The final part of Leary’s S.M.I2.L.E. trilogy is probably the one that we are nearest to seeing some true progress on. This category is really one in two parts, the first is elimination of early death and the second is extension of maximum life span. When it comes to the first part of this life extension equation we are really progressing in leaps and bounds – even when just examining things in the last 30 – 40 years since Leary was first discussing his futurist ideas. Areas such as treatment of cancer are really seeing some remarkable advancements in just the last few years.
In the developed world, the average life expectancy is now roughly 80 years; and has increased by about 10% even just in the last 20 or 30 years. A large factor which will be influencing our ability to extend our maximum life span, as well as eliminate early death, has been the cataloguing of our genetic code. Unsurprisingly, the revelation of the DNA code was central to Leary’s concepts of SMI2LE and was to play an absolutely central role to everything else he discussed that surrounded it.
Longevity research is something that always seems a lot more promising than it delivers on. For decades longevity scientists have been optimistically pushing the ‘only a few more years’ line, but unfortunately the reality seems to be further away than that. However, even by conservative estimates, by the middle of the 21st century (i.e. about 40 – 50 years from now) we should have made a great deal of headway in figuring out just how our DNA impacts the creation of increasingly fragile and damaged cell structures.
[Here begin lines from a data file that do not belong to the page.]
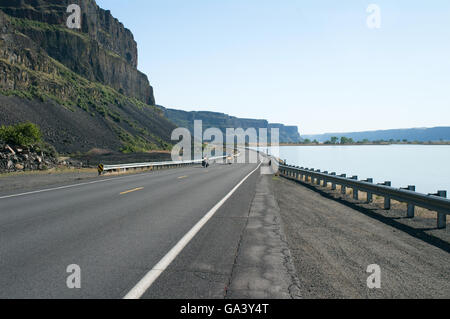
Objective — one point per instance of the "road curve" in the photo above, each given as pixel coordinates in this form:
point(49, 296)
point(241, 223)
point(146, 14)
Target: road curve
point(116, 230)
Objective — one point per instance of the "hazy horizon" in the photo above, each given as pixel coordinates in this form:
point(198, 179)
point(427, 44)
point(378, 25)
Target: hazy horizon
point(313, 64)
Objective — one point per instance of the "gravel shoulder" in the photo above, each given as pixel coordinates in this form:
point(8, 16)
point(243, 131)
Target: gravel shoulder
point(333, 242)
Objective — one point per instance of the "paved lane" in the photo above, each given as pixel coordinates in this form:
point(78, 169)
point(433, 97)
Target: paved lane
point(115, 230)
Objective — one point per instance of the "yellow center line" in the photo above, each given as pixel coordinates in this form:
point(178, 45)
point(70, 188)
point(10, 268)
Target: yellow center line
point(132, 190)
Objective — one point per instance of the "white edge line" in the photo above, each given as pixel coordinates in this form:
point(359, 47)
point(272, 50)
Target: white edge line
point(146, 282)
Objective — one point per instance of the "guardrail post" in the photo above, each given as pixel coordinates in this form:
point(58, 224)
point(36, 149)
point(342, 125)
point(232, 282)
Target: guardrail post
point(411, 208)
point(325, 181)
point(333, 185)
point(343, 187)
point(442, 217)
point(387, 199)
point(369, 195)
point(355, 190)
point(318, 180)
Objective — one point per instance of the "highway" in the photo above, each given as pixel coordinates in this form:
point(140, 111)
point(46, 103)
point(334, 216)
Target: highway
point(117, 229)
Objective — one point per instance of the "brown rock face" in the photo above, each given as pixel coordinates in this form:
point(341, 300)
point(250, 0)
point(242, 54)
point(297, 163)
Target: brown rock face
point(103, 50)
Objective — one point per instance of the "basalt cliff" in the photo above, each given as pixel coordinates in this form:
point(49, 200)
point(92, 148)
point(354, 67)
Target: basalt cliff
point(81, 86)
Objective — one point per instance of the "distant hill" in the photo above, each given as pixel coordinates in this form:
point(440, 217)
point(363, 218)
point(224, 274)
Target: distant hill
point(434, 134)
point(288, 134)
point(82, 87)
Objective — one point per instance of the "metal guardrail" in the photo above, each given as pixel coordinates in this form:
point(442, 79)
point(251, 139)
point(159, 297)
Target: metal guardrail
point(434, 202)
point(156, 165)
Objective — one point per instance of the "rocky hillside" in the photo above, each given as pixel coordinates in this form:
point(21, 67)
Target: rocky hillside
point(288, 134)
point(82, 87)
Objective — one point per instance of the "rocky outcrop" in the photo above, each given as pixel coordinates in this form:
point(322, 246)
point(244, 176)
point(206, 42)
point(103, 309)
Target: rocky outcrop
point(103, 50)
point(75, 114)
point(17, 159)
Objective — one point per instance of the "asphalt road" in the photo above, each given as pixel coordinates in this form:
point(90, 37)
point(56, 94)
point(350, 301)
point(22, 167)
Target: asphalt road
point(116, 229)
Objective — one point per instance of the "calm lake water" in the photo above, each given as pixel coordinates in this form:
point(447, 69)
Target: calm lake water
point(427, 167)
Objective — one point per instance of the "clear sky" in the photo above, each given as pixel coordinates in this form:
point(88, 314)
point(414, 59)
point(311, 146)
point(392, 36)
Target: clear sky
point(315, 63)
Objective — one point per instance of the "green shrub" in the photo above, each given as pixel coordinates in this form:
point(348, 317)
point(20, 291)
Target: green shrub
point(23, 134)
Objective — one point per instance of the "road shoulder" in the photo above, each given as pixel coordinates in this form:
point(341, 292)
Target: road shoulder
point(263, 267)
point(333, 244)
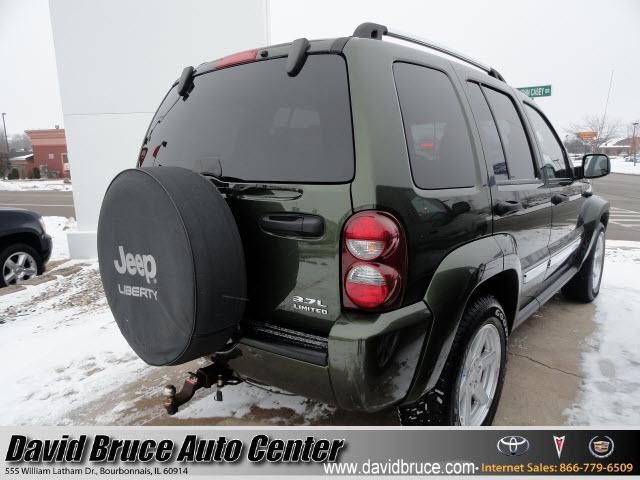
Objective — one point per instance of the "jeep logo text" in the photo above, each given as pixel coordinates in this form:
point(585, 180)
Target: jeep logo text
point(143, 265)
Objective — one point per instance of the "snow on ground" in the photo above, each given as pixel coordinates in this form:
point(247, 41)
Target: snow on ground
point(31, 185)
point(62, 353)
point(58, 227)
point(61, 350)
point(610, 393)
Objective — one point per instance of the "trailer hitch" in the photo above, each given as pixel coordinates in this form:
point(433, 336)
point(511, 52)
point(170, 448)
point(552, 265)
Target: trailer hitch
point(206, 377)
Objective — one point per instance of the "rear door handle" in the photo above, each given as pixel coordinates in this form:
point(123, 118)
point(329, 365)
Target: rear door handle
point(293, 224)
point(503, 207)
point(558, 198)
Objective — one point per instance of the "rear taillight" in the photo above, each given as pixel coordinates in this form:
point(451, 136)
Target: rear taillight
point(374, 261)
point(236, 59)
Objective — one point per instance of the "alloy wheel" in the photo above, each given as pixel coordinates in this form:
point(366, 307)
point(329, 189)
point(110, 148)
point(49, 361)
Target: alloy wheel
point(20, 266)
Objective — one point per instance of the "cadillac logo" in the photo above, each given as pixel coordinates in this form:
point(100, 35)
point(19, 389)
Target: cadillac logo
point(513, 445)
point(601, 446)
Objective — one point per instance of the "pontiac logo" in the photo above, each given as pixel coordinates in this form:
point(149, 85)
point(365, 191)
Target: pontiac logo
point(601, 446)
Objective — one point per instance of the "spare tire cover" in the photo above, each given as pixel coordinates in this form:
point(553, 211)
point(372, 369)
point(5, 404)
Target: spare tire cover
point(171, 263)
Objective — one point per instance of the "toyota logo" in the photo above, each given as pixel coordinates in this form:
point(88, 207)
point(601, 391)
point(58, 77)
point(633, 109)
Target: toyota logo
point(513, 445)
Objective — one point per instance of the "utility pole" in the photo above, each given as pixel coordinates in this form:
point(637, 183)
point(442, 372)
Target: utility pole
point(633, 143)
point(6, 139)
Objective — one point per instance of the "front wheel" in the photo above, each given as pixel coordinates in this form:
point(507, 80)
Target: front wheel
point(585, 285)
point(19, 263)
point(469, 387)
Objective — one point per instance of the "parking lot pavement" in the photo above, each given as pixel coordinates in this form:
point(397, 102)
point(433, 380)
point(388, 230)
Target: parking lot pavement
point(53, 203)
point(101, 381)
point(623, 193)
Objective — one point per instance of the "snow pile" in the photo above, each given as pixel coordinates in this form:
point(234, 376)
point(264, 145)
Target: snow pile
point(31, 185)
point(62, 353)
point(610, 393)
point(60, 349)
point(58, 227)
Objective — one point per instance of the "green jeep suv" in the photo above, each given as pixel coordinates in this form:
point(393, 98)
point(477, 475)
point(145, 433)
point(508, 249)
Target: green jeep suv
point(360, 220)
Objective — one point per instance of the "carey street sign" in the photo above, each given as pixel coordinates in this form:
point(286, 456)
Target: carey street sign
point(541, 91)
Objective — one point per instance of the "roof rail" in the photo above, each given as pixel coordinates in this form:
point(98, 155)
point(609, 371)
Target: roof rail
point(376, 31)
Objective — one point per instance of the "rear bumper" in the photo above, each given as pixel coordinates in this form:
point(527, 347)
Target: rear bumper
point(370, 361)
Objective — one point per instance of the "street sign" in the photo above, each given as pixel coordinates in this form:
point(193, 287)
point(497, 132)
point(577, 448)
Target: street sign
point(587, 135)
point(541, 91)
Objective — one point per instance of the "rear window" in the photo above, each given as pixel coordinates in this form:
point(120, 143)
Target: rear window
point(253, 122)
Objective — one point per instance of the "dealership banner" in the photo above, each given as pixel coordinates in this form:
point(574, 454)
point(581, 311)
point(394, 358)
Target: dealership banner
point(167, 452)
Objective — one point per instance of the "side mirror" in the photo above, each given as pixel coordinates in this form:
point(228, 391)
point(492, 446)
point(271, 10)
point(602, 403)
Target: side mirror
point(595, 165)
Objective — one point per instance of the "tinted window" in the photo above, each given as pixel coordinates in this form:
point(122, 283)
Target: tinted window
point(437, 136)
point(255, 123)
point(553, 160)
point(512, 133)
point(488, 133)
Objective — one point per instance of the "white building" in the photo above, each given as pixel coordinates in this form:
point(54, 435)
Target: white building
point(116, 59)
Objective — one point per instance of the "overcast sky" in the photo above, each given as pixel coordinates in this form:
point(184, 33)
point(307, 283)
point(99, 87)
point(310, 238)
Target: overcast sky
point(571, 44)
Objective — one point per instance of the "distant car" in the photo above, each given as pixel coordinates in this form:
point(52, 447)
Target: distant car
point(25, 246)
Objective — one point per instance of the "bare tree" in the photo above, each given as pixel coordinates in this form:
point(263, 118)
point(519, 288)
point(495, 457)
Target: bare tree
point(5, 166)
point(605, 129)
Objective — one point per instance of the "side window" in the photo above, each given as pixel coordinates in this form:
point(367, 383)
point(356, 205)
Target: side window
point(437, 136)
point(512, 133)
point(554, 164)
point(488, 133)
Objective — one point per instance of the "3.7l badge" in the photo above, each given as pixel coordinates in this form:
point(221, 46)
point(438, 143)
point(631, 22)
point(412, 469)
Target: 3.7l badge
point(311, 305)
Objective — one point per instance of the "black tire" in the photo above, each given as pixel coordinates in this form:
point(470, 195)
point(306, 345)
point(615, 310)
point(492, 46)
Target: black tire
point(172, 264)
point(7, 251)
point(582, 287)
point(439, 406)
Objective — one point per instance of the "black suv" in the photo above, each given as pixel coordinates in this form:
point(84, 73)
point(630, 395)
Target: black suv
point(25, 246)
point(351, 219)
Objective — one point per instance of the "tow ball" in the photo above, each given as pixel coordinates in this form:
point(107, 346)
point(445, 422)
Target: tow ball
point(206, 377)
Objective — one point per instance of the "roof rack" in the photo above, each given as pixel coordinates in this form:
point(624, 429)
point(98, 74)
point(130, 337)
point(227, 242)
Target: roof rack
point(376, 31)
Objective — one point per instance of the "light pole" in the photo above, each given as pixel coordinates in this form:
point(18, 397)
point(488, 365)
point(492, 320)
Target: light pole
point(633, 142)
point(6, 139)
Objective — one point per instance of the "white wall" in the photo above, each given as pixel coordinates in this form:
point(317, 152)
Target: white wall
point(116, 59)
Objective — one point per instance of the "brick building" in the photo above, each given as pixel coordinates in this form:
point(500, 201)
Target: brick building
point(50, 152)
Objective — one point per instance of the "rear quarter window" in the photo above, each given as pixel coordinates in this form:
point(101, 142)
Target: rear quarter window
point(438, 140)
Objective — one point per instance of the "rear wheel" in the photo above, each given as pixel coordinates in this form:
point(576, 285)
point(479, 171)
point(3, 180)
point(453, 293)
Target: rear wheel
point(470, 384)
point(19, 263)
point(585, 285)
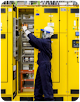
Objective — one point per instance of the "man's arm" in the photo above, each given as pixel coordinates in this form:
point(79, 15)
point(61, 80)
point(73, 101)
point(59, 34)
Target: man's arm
point(35, 42)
Once this has been figured out, then we move ever closer to truly extending our maximum life span.
In the meantime, of course, our ability to eliminate early death is increasing by orders of magnitude every 5 – 10 years – and so it is not out of the realms of possibility to say that the vast majority of those currently under the age of 20 in the developed world will live past 100 years of age (apart from any accidental or non-natural deaths).
Overall, what Leary provided was quite an interesting synopsis of three major categories that futurist thought should be focused upon. It was his belief that these three categories were the ones required for the human race to truly inherent its biological and cosmic destiny. To truly say that we have ‘progressed’.
No matter what we feel about Leary’s personal philosophy/theology/science, it is difficult to deny the fact that space migration, increased intelligence, and life extension would play a pivotal role in any kind of utopian futurist scenario that we might be able to come up with.
Just how far away we are from truly achieving these things is very difficult to guess – and the only thing we can really say is that Leary’s thoughts on timeframe were off by quite a large degree (relatively speaking). Maybe the forthcoming information spike (or Singularity) that most data is pointing towards will truly bring about these things at an incredibly rapid pace, possibly even well before we can truly comprehend just how much they will change humanity as a whole.
If we can learn anything from Leary’s work in futurism, it is that we must not be complacent in presuming that we will just miraculously end up in some kind of sci-fi utopia. We must be explicitly aware of where we are going, and most importantly why we are going there, if we ever hope to live up to our potential.